The Power dynasty put down roots first in Co Waterford; Robert le Poer arrived probably in 1176 in the wake of the Norman 'shock troops' of Strongbow (Gilbert de Clare). The book written by Giraldus Cambrensis (Gerald of Wales alias Gerald de Barry) 'Expugnatio Hibernica' ('The Conquest of Ireland') contemporary with the actual events, mentions Robert le Poer. He seems to have been King Henry 11's man. Henry, half Angevin half Norman, and a native of France, perhaps wanted to keep an eye on the Welsh-Norman barons who were carving up Ireland for themselves. According to legend, Robert died fighting the O Tooles in what is now Co Kildare.
It was in Waterford, and to some extent also in adjacent counties, that Power became a numerous surname; in fact Power tops the list for Waterford in the 1890 birth registration figures.

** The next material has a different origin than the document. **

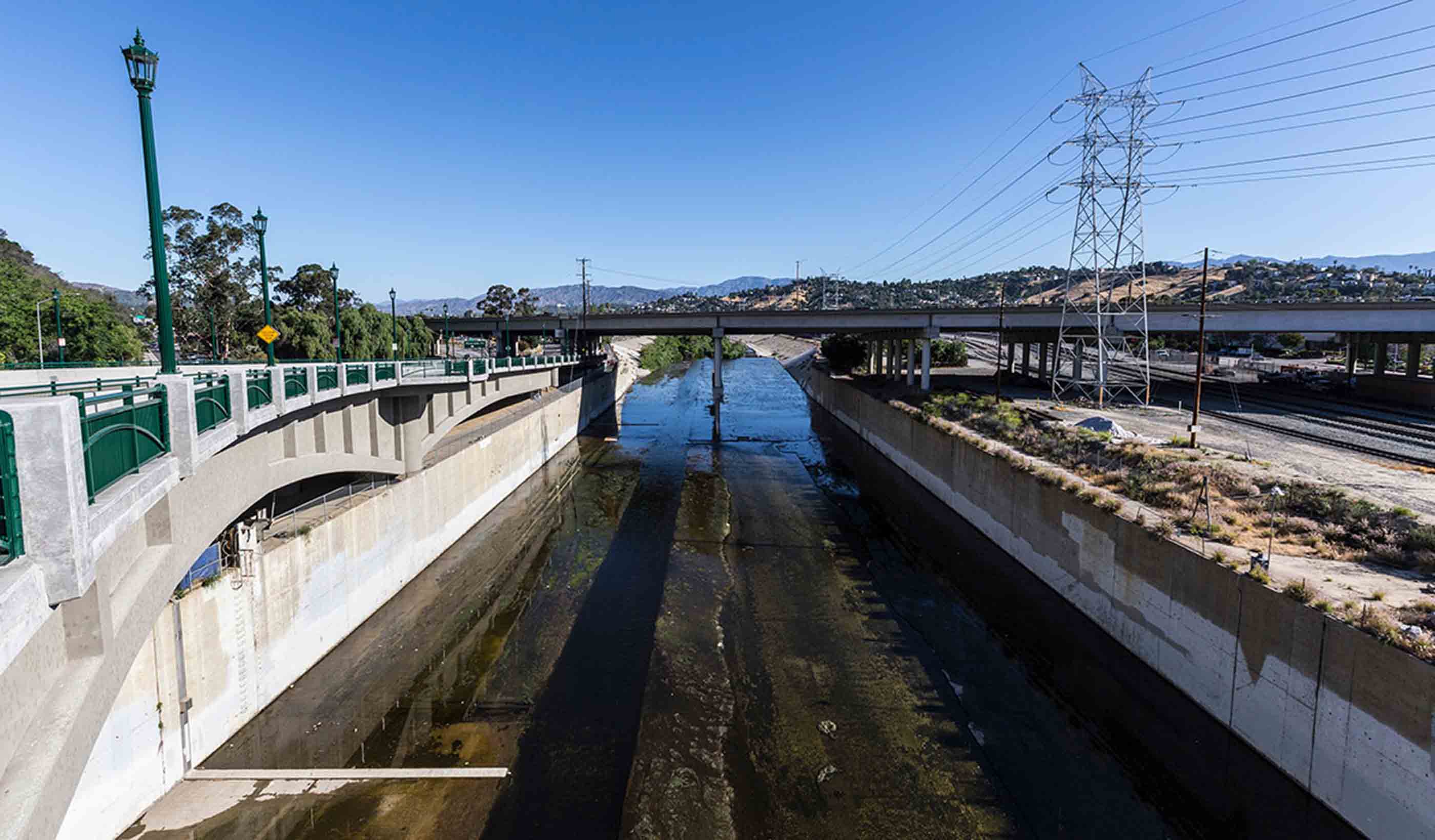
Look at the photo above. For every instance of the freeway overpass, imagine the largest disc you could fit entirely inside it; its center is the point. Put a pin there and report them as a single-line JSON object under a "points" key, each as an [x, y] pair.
{"points": [[1400, 322]]}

The 1659 'Census' of Sir William Petty, a Cromwellian survey of Ireland and its inhabitants, has Power as a 'Principal Irish Name' P.I.N.) where we would expect to find it; Power also appears as a 'titulado' or landholder/gentry name.

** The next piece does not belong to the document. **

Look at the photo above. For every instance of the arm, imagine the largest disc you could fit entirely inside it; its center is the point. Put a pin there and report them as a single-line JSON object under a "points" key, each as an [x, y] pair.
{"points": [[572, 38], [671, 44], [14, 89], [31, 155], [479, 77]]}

9 Power (all P.I.N. families except where stated) in Decies (all locations given here are baronies) + 2 Power tituladoes, Pierce and John; 11 Power & Poer in Cosmore & Cosbride; 12 Power in Glanahiry (Glenahiry Barony); 130 Power in Upperthird + no less than 10 of the name as tituladoes(!); 138 Power in Middlethird; 69 Power in Galtire; 8 Power in City of Waterford.

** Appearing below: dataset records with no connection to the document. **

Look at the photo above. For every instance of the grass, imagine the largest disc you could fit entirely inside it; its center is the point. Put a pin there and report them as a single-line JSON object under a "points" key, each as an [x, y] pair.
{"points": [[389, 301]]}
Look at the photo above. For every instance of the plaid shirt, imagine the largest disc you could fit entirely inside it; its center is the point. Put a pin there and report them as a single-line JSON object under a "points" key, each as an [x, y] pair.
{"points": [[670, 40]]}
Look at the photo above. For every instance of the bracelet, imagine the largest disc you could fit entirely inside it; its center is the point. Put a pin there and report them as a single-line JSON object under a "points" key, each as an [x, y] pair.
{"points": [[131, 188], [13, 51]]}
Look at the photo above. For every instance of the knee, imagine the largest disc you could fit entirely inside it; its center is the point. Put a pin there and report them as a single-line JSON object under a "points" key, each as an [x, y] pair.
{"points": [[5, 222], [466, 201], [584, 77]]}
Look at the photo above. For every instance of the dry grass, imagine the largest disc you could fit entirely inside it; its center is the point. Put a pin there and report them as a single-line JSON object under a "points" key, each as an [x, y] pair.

7 Power in Bargie (Bargy Barony; 16 Power in Shelbyrne; 11 Power in Bantrie.
21 Powre in Iffa & Offa; 16 Power in Eliogurty + Peirse Power, gentleman.
8 Power in Gowran; 8 Powre & Poore in Iverke; 8 Power & Poore in Knocktopher; 9 Power in Kells; 8 Power in City *& Liberties of Kilkenny.
By the mid 19th century, looking at the Power households in Griffith's Primary Valuation', the top counties were Waterford -1628, Kilkenny -341, Tipperary- 324, Wexford- 297, Cork- 217 and Limerick- inc city 128. The total households was 3315.
R.E. Matheson, the Registrar General compiled a 'Special Report...' on names,based on the 1890 births distribution figures. For Power, of the 272 births, all except 17 were in Co Waterford! It ranked 54th in the top 100 surnames in Ireland that year, and it was the first in Co Waterford.
A footnote on the Arms: generally the simpler the blazon the more ancient the coat of arms; and this is true of the Power arms. Strictly speaking it was the Normans who introduced personal arms into Ireland, in the sense that they were used on the continent, as means of identification in battle. This practice was adapted to the Celtic association of animals/emblems with tribes and families. The Power arms are a model of their kind.
Tyrone Power (1795-1841) actor and writer, born either in Co Waterford, or in Swansea, Wales of Waterford parents. It was written in a 19th century source that his real name was Powell; this is unlikely in the opinion of the present writer. He performed in both Dublin and London. He spent some time in the U.S. and published in 1836 'Impressions of America'. He went to the states again in 1840; he embarked on the steamer 'President' in March 1841 for the return voyage, but the ship was lost at sea.
His namesake, the American actor Tyrone Power (1914-1958) whose dashing good looks won him a devoted following as a Hollywood screen idol from the 30s to the 50s, was actually the great grandson of the foregoing. His own ancestry was a mix of Irish, English, French and German!
Ned Power (1929-2007) hurling hero of Co Waterford in the 50s and 60s. He was part of the team that won the All-Ireland, against Kilkenny, in 1959. Added to this honour were the three Munster provincial titles. He played for Tallow GAA.